Dust upon dust: Jamaican rural dwellers continue to suffer from highway construction

We often use the words “justice” and “environment/climate change” (depending on the situation) together – not opposing each other, but closely linked. In my last blog post, I shared Professor Carolyn Cooper’s thoughts on the closure of a very popular beach near Kingston for the past two years. This is an environmental injustice. The quality of life of the average Jamaican – who has suffered enough during COVID lockdowns and the ensuing economic stress – has been set aside, because the company that leases the beach does not want him/her to have access. Those who want to reach their favorite family beach have to sneak across from an adjoining beach, like a thief in the night. They may or may not encounter a surly security guard or two as they make their way.

I will write more about the inequity and injustice of beaches in Jamaica at another time. Jamaica’s Charter of Rights says that the nation’s citizens have the right to enjoy their environment – to be exact:

The right to enjoy a healthy and productive environment free from the threat of injury or damage from environmental abuse and degradation of the ecological heritage

Unfortunately, the rights of private companies, government agencies and their contractors, and tourism interests often supersede citizens’ rights, and there have been many examples of this. Is Fort Clarence being earmarked for overseas tourists’ consumption, as part of the “Kingston attraction”? Time will tell. Meanwhile, Jamaicans are excluded.

As the south eastern side of our island is poised for a land grab of sorts, with the South Coast Highway “opening up” what our Tourism Minister sees as a new frontier, we can expect more of the same. Favorite spots that have been enjoyed for generations by local people may soon be snapped up as “boutique hotels” and exclusive villas owned/rented by our elites may sprout along the coast. Watch out for the barbed wire and “no trespassing” signs. You have been warned!

Well, let me climb down off that particular soapbox for now!

Then Finance Minister Audley Shaw signs a USD$326-million, or JMD$42-billion agreement with the China EX-IM Bank for the South Coast Highway Improvement Project in February, 2017. (Photo: Nationwide News Network)

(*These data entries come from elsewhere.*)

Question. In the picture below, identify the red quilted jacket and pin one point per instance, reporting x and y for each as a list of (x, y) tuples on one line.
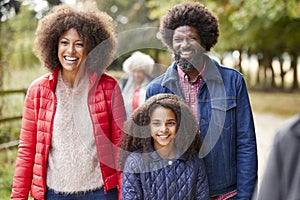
[(107, 113)]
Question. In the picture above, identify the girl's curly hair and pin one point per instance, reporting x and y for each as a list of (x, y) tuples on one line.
[(136, 131), (93, 26), (190, 14)]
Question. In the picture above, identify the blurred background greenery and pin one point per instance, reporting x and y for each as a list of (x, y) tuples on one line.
[(260, 38)]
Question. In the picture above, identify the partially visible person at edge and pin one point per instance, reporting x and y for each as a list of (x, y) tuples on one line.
[(138, 67), (218, 97), (281, 178), (72, 115), (160, 147)]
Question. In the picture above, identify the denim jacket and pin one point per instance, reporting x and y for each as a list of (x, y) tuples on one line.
[(226, 125)]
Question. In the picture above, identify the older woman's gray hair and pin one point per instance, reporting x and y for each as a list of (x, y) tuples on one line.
[(140, 61)]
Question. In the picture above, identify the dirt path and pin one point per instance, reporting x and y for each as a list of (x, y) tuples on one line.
[(266, 126)]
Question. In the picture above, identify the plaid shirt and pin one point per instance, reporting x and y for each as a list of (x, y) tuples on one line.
[(190, 89)]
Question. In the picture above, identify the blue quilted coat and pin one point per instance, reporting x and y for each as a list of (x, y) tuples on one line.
[(151, 177)]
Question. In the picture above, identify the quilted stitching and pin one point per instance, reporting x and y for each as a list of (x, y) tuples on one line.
[(182, 180)]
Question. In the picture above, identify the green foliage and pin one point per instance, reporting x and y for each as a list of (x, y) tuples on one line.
[(19, 49)]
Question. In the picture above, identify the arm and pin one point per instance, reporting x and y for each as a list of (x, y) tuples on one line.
[(118, 118), (131, 184), (202, 183), (246, 145), (26, 152)]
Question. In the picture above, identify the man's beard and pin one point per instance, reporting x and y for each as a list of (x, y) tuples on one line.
[(183, 63)]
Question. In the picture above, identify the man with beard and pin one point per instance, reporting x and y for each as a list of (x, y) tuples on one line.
[(218, 97)]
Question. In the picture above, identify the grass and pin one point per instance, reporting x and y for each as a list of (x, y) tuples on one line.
[(278, 103), (281, 104)]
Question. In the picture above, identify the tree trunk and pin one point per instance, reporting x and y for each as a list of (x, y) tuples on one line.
[(294, 63)]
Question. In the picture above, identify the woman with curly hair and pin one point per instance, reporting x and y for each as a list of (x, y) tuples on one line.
[(73, 115), (159, 152), (216, 94)]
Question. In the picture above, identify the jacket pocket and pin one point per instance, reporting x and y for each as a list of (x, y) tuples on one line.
[(223, 112)]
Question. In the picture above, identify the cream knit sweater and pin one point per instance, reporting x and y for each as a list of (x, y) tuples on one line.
[(73, 164)]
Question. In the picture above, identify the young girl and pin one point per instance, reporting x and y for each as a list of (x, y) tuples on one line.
[(159, 156)]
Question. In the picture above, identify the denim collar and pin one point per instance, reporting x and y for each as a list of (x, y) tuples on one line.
[(212, 73)]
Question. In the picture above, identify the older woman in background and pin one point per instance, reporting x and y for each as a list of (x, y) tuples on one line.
[(138, 67)]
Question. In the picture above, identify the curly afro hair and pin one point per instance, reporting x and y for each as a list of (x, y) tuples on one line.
[(190, 14), (93, 26), (136, 132)]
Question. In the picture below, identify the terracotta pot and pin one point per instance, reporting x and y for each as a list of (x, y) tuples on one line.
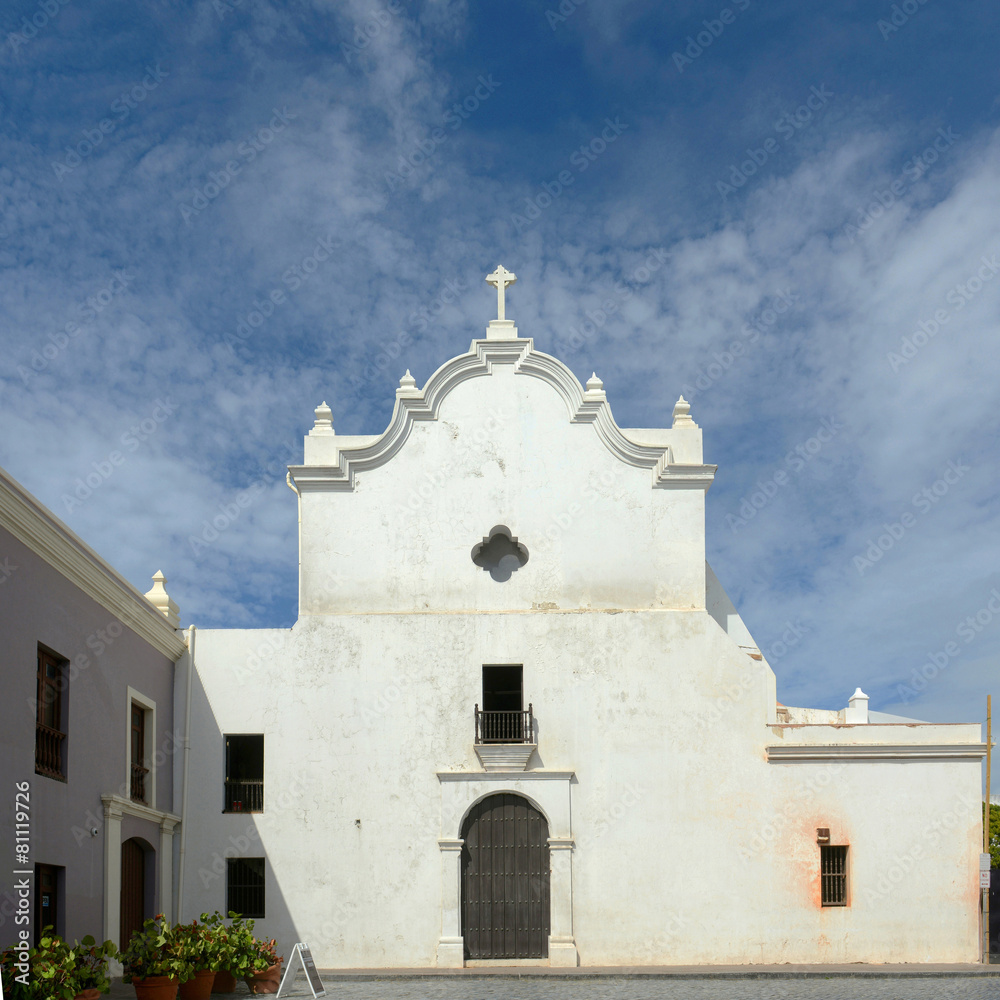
[(267, 981), (225, 982), (199, 988), (156, 988)]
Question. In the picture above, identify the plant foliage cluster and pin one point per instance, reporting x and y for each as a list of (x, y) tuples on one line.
[(59, 971)]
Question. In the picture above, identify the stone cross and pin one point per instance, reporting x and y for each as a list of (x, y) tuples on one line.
[(501, 278)]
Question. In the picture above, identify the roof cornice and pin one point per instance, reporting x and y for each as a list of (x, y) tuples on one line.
[(583, 406), (28, 520)]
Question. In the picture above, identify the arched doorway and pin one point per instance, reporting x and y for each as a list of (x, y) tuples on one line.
[(133, 894), (505, 879)]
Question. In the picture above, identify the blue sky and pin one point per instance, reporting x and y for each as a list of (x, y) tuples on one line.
[(818, 188)]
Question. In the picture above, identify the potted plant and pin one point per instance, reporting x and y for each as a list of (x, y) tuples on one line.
[(155, 962), (235, 947), (58, 971), (265, 976), (197, 943)]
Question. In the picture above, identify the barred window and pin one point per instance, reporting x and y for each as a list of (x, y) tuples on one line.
[(833, 874), (50, 713), (245, 886)]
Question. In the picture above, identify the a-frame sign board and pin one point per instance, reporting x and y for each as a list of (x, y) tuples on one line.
[(304, 955)]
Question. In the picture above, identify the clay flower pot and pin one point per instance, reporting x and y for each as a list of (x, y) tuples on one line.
[(225, 982), (267, 981), (156, 988), (199, 988)]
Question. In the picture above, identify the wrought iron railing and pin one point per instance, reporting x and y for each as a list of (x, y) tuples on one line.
[(244, 795), (138, 789), (48, 751), (505, 727)]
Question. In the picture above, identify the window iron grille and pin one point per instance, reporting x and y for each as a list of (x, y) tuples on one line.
[(504, 727), (833, 875)]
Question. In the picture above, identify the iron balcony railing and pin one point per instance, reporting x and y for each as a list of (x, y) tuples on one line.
[(48, 751), (138, 789), (244, 795), (505, 727)]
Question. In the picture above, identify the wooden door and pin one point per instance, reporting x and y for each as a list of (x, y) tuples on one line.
[(505, 880), (133, 897)]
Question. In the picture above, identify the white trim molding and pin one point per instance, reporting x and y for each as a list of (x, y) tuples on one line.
[(588, 406), (116, 806), (877, 751), (548, 791), (149, 736), (40, 530)]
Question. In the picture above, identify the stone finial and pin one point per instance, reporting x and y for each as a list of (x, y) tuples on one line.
[(682, 414), (324, 420), (857, 707), (160, 600)]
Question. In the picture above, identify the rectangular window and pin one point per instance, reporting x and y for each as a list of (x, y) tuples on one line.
[(137, 754), (47, 879), (245, 886), (50, 734), (833, 874), (244, 773), (503, 719)]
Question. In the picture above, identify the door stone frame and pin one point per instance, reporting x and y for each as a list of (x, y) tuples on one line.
[(547, 791)]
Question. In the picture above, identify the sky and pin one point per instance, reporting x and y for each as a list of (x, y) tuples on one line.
[(216, 214)]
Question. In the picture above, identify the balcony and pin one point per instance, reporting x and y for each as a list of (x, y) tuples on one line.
[(48, 751), (505, 741), (138, 783), (244, 795)]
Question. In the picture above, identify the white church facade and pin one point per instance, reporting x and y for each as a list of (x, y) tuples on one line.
[(518, 719)]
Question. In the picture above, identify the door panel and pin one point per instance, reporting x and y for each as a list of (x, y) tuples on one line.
[(505, 880)]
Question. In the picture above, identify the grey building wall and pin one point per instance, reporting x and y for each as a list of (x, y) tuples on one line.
[(39, 605)]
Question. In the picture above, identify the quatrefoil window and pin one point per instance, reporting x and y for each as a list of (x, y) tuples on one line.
[(500, 554)]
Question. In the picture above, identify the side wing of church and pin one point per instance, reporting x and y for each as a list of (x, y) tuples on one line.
[(518, 719)]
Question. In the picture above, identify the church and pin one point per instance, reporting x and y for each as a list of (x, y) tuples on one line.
[(516, 722)]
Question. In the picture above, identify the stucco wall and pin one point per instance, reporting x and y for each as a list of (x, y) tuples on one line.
[(502, 451), (40, 605)]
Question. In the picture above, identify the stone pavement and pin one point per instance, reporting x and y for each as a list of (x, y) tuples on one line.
[(937, 981)]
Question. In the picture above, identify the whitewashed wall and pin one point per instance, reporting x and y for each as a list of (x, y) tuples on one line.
[(690, 846)]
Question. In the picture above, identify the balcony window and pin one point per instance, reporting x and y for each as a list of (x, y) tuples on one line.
[(50, 733)]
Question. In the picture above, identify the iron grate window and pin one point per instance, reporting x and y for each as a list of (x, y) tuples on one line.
[(245, 886), (833, 873), (244, 790)]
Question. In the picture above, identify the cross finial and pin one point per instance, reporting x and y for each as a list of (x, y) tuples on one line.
[(501, 278)]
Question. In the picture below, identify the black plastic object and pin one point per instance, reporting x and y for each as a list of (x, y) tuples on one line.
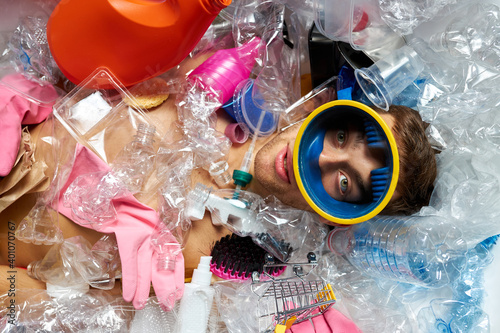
[(235, 257), (327, 57), (324, 56)]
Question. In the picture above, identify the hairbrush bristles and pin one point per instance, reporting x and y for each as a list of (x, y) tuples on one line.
[(379, 177), (235, 257)]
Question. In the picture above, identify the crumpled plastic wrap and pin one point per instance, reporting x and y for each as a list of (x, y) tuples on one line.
[(95, 311), (405, 15)]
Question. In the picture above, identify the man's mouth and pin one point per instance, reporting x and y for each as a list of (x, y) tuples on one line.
[(281, 166)]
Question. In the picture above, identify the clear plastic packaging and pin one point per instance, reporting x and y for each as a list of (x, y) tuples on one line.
[(90, 195), (74, 265), (427, 251), (388, 77), (358, 22), (94, 116), (404, 16), (472, 35), (94, 311), (28, 48)]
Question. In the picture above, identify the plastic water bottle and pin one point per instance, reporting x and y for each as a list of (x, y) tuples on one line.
[(472, 35), (196, 303), (135, 161), (427, 251), (226, 68)]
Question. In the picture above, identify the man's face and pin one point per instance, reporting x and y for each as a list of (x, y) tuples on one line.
[(345, 163)]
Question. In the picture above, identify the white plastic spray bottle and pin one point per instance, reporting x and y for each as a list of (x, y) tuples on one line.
[(196, 303)]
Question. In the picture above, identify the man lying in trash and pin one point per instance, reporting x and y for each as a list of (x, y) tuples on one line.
[(346, 162)]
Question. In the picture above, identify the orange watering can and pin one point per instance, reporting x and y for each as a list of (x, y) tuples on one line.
[(134, 39)]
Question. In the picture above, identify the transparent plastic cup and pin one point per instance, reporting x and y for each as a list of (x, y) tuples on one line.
[(388, 77), (358, 22)]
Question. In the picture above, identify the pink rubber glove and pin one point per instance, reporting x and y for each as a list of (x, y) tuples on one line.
[(332, 321), (133, 228), (16, 110)]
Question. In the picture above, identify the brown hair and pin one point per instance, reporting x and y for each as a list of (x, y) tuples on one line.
[(417, 162)]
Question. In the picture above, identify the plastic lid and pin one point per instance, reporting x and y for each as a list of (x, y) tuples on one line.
[(202, 275)]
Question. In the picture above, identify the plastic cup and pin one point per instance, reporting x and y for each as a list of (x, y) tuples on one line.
[(245, 110), (388, 77)]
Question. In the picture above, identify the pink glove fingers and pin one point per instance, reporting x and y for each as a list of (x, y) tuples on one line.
[(16, 110), (145, 257)]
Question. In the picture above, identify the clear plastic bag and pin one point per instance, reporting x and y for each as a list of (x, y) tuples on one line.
[(404, 16)]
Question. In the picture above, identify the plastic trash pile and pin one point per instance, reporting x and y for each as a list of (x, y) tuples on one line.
[(422, 273)]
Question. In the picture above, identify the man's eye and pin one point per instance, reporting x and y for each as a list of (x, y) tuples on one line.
[(343, 183), (341, 136)]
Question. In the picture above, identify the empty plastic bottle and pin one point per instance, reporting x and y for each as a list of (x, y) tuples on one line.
[(90, 195), (427, 251), (472, 35), (135, 162), (225, 69), (197, 300)]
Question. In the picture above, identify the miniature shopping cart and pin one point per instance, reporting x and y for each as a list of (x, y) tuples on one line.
[(285, 301)]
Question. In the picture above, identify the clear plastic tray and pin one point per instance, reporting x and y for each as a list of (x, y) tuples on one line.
[(101, 114), (358, 22)]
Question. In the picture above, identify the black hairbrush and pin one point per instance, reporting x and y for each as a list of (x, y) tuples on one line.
[(235, 257)]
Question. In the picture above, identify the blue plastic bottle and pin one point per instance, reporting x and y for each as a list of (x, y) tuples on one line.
[(427, 251)]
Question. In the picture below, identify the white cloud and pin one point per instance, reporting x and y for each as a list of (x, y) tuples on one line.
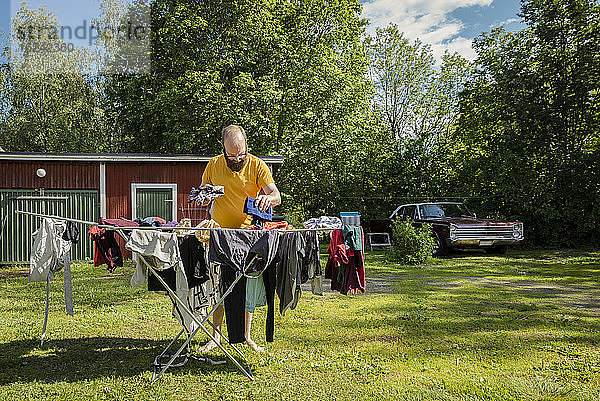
[(427, 20)]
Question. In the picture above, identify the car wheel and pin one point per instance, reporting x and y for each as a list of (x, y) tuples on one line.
[(496, 250), (438, 249)]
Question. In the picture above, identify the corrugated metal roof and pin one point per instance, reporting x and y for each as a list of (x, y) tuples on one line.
[(115, 157)]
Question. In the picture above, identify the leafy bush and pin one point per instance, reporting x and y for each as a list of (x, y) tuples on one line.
[(411, 245)]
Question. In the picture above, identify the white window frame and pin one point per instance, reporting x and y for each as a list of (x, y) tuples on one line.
[(134, 188)]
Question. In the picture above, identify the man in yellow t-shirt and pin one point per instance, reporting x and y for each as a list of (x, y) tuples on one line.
[(242, 175)]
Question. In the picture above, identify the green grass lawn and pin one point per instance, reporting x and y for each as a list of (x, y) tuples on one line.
[(524, 326)]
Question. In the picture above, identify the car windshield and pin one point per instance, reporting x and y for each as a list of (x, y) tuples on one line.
[(445, 210)]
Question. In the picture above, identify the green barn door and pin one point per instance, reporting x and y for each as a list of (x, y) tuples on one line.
[(154, 202)]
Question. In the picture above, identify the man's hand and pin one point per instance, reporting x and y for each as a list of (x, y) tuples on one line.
[(263, 202)]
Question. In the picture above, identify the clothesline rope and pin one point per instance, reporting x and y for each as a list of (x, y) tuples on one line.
[(111, 227)]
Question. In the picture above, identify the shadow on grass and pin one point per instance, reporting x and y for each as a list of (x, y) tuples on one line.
[(72, 360)]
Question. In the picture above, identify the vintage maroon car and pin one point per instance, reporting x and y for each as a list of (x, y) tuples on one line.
[(455, 226)]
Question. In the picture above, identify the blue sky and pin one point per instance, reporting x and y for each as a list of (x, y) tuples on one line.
[(445, 24)]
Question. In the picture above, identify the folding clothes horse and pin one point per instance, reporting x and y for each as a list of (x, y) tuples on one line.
[(260, 249)]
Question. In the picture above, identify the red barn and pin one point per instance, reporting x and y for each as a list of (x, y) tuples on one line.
[(89, 186)]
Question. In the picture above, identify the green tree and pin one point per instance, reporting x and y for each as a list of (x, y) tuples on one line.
[(46, 104), (418, 103), (291, 72)]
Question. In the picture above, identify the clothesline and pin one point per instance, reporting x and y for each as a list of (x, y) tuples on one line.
[(112, 227)]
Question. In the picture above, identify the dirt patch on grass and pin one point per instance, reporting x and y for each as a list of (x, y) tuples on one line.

While rural residents angrily protest the terrible state of their roads, and farmers continue to suffer from possibly the worst roads in the country, our political leaders continue to focus on the intoxicating vision of another new highway, the South Coast Highway – the price tag for which was upped by another US$133 million last year, for increased “consultancy and project management services” (you know, those men in hard hats with clipboards in their hands). The budget for 2022/23 includes J$20.74 billion for the Highway.

A screen grab from a video of a protest along the Tucker main road in St James last year.

The South Coast Highway continues to cause misery for rural residents all along its length. It will now include a 17-kilometer, four-lane bypass around the small town of Port Antonio, increasing the urban sprawl, and cutting into the lush green surrounding the town’s beautiful double harbour. Is a bypass really necessary? How will it affect the town and its citizens? Who will benefit?

Inequity is a word used in a wide variety of contexts. Here I am talking about the environment. And specifically, dust.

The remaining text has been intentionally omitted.